From Barry Ritholz:
CEO pay is rigged.
If that sounds more like a late-night presidential tweet than a fact, let’s consider the evidence.
The compensation packages of the chief executive officers of America have been rising faster than just about any rational metric upon which they are supposedly based. “CEO pay grew an astounding 943% over the past 37 years,” according to a recent Economic Policy Institute analysis. EPI further observes this was a far faster growth rate than “the cost of living, the productivity of the economy, and the stock market.”
CEO compensation isn’t the pay for performance its advocates claim.

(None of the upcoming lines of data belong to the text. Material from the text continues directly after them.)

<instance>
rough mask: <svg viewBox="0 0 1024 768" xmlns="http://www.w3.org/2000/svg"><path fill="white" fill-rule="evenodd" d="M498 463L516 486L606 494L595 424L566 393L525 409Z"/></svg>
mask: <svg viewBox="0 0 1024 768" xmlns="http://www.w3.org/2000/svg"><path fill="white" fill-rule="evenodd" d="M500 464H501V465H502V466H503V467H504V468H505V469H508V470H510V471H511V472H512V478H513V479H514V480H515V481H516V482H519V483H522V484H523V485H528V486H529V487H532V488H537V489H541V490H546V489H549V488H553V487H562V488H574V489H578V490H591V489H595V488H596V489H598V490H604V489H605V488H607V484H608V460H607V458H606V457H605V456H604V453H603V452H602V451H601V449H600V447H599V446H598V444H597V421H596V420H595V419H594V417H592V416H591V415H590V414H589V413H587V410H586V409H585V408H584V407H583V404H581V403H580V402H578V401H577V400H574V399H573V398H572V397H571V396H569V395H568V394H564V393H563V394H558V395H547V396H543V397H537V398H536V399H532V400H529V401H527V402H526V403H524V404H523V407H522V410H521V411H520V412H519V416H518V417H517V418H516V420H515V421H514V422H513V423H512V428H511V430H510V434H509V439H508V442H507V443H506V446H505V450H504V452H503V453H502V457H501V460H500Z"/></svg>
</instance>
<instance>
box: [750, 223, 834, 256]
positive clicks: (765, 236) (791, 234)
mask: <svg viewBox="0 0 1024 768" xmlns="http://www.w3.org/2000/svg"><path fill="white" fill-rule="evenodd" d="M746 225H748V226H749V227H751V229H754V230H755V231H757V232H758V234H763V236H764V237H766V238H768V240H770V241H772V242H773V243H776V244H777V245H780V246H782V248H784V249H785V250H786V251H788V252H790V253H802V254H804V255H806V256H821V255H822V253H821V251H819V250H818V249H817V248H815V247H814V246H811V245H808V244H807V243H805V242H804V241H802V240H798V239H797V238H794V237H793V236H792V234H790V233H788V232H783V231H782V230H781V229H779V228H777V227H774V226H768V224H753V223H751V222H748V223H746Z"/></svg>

Instead, it is unmoored from any rational basis.
We may blame corporate boards for allowing this abuse to happen, a breach of their duty of stewardship, but why isn’t more being done about it?
Those in the best position to press for changes in executive pay are the giant fund companies like BlackRock Inc. and Vanguard Group Inc….. Vanguard Chairman and CEO Bill McNabb said in an interview last fall that rather than only rely on proxy votes, the firm has been pressuring companies behind the scenes to pare back outrageous packages. That approach makes sense, given that the indexing giant, for the most part, can’t simply sell the stock of uncooperative companies without uncoupling their funds from the indexes they are trying to track.
It looks like passive investing is part of the problem. Membership of an index ensures that a stock will be supported by passive, index investors. Plus boards can use stock buy-backs to support their own stock price, giving them partial control over the major performance metric on which they are rewarded.
Only active fund managers will dig deeper and rate management on their ability to create long-term value. Unfortunately their influence over stock prices is shrinking.